Family Bank Limited CEO Rebecca Mbithi plans to expand the bank’s presence to 47 more counties, while eyeing tier-1 status. It will achieve this by using the proceeds of a corporate bond that it traded on the Nairobi Securities Exchange (NSE) on June 30, Business Daily reported.
Mbithi is the bank’s managing director and CEO. She was appointed in February 2019.
In a statement on the NSE, Mbithi said: “We target to be in every county though we recognize that it’s not a determinant to being a tier-1 or II bank.”
The move came in June after the bank raised Ksh 4.42 billion ($39 million) against a Ksh 3-billion ($27.8 million) target in its issued bond, with a 5.5-year maturity tenure.
The 147.3-percent oversubscription was raised by local fund managers, banks, retail investors, insurance companies and other institutional investors.
According to Mbithi, the capital raised will be used to support the bank’s digitization, which will help grow and scale out customer numbers, strengthen the balance sheet to increase lending to small- and medium-sized enterprises and finance its entry into regional markets.
Family Bank will use the funds to increase its branch network from the 92 existing outlets in 37 counties.
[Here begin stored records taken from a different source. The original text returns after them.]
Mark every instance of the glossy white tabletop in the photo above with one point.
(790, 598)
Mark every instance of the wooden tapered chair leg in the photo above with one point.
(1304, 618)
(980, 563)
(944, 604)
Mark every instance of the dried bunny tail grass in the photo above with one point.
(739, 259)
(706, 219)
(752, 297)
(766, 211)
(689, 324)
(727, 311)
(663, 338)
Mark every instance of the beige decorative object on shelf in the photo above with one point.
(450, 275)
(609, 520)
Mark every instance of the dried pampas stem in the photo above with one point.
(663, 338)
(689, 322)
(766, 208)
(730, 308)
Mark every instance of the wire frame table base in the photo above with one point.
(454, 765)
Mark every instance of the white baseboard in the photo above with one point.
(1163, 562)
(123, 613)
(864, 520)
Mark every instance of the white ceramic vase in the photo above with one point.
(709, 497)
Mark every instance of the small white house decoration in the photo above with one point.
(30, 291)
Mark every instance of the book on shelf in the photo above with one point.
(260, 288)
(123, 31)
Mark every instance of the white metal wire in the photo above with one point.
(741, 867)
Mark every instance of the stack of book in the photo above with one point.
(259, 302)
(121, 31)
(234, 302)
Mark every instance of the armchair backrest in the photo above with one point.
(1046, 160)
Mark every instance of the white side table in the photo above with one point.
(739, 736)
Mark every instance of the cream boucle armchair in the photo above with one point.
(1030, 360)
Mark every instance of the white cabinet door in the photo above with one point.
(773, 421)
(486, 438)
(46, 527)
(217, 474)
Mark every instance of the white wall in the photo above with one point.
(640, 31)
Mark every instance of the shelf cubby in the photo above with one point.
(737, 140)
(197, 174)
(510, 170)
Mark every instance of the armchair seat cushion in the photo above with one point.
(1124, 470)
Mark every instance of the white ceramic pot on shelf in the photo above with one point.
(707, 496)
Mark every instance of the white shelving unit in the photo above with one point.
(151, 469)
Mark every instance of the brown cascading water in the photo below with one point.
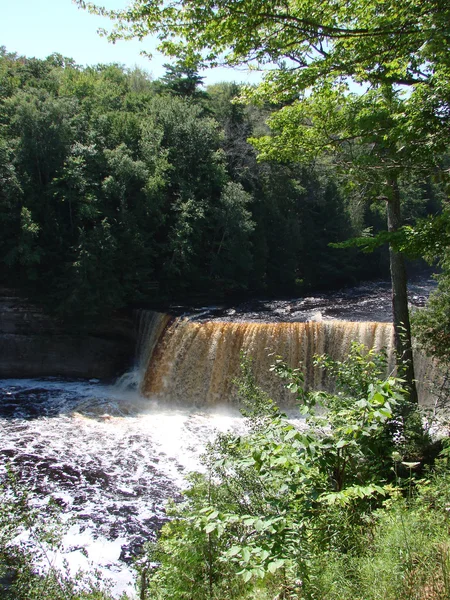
(196, 363)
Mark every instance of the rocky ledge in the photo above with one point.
(32, 344)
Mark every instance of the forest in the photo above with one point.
(118, 191)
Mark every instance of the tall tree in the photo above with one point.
(312, 45)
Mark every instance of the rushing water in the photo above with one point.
(109, 457)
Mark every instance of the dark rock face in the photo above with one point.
(32, 344)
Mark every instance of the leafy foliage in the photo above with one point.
(272, 501)
(116, 190)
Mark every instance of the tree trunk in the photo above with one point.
(400, 312)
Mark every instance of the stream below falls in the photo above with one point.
(108, 457)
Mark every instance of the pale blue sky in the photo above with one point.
(40, 27)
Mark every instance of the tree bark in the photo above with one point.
(400, 311)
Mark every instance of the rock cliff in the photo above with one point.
(32, 344)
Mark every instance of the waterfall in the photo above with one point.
(196, 363)
(149, 327)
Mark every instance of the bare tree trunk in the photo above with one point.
(400, 312)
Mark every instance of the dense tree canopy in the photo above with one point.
(116, 191)
(313, 51)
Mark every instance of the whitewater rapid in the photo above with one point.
(108, 457)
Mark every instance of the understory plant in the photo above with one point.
(30, 542)
(274, 502)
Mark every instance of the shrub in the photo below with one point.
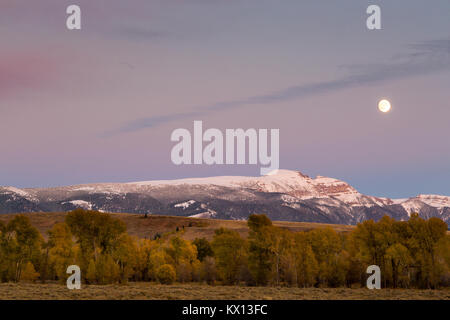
(166, 274)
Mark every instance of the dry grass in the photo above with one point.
(138, 226)
(139, 291)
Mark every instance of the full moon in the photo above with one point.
(384, 106)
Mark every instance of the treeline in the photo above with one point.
(414, 253)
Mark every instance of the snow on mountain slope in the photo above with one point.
(282, 194)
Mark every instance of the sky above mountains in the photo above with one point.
(100, 104)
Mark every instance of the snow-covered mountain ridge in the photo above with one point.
(282, 194)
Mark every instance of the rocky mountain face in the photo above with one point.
(282, 195)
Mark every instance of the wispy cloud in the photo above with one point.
(422, 59)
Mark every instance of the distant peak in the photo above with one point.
(286, 173)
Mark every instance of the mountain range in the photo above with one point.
(282, 195)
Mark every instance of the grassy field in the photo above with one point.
(139, 291)
(138, 226)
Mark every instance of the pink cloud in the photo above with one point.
(23, 71)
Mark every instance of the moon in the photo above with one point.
(384, 106)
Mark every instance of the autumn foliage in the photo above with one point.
(414, 253)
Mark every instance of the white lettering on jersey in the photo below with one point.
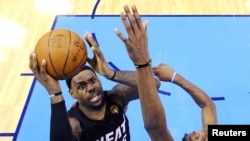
(120, 132)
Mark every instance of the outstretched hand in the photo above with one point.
(137, 41)
(98, 62)
(51, 85)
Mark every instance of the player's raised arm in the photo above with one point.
(137, 47)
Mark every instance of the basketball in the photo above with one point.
(64, 51)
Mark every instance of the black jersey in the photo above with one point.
(114, 127)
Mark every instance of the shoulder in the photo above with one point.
(115, 97)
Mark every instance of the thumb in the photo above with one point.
(145, 24)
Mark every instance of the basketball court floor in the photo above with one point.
(210, 50)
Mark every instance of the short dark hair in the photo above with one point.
(68, 81)
(183, 138)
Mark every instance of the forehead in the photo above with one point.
(83, 76)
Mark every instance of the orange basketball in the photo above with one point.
(64, 51)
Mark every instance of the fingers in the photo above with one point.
(137, 17)
(120, 35)
(43, 71)
(33, 63)
(90, 40)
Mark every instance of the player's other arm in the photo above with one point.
(209, 115)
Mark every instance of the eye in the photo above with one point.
(82, 85)
(92, 80)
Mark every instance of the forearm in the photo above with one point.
(199, 96)
(60, 129)
(129, 78)
(150, 101)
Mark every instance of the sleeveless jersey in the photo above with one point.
(114, 127)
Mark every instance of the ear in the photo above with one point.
(72, 94)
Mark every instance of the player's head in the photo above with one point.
(86, 88)
(195, 136)
(85, 67)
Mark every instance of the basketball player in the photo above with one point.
(152, 108)
(208, 108)
(98, 114)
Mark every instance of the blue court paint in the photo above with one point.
(212, 51)
(94, 9)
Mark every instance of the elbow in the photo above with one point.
(154, 125)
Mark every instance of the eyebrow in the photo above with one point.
(85, 81)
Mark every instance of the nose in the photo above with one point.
(90, 87)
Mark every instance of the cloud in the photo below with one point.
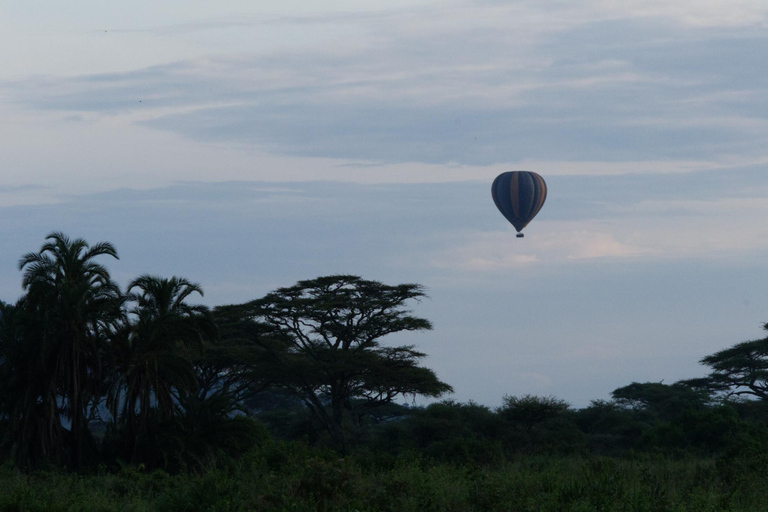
(472, 84)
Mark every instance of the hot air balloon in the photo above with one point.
(519, 195)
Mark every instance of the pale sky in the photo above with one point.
(248, 145)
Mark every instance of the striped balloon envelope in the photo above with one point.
(519, 195)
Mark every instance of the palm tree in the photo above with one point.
(154, 350)
(77, 306)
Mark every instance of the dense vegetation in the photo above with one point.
(142, 400)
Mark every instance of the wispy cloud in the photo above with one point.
(472, 84)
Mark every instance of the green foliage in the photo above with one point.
(291, 476)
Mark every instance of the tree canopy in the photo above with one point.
(322, 343)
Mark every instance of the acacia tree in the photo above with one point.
(324, 347)
(737, 371)
(75, 305)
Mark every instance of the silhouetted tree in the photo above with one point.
(324, 347)
(153, 352)
(737, 371)
(76, 306)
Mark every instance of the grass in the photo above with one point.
(291, 476)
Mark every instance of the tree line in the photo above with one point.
(92, 374)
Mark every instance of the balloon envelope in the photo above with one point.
(519, 195)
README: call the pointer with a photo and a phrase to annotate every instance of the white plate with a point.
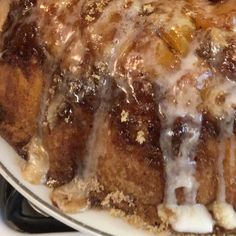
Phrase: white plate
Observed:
(91, 221)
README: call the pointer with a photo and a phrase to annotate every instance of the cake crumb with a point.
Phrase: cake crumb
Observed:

It also plans to expand its presence and consumer base as it considers public placement. This is because the Capital Market Authority of Kenya has allowed the bank to take from investors the Ksh3 billion ($27.8 million) approved for the first bond tranche and an extra Ksh1 billion ($9.3 million) offered by the same pool of investors as a greenshoe option.*
Family Bank is a tier-II capital, or medium-sized, commercial bank in Kenya founded in 1984. It became a commercial bank in 2007 following the issuance of a banking license by the Central Bank of Kenya.
As of 2017, its total assets were valued at KSh 69.12 billion ($696 million at the time).
*A greenshoe option allows a group of investment banks that underwrite an initial public offering (IPO) to buy and offer for sale 15-percent more shares at the same offering price than the issuing company originally planned to sell.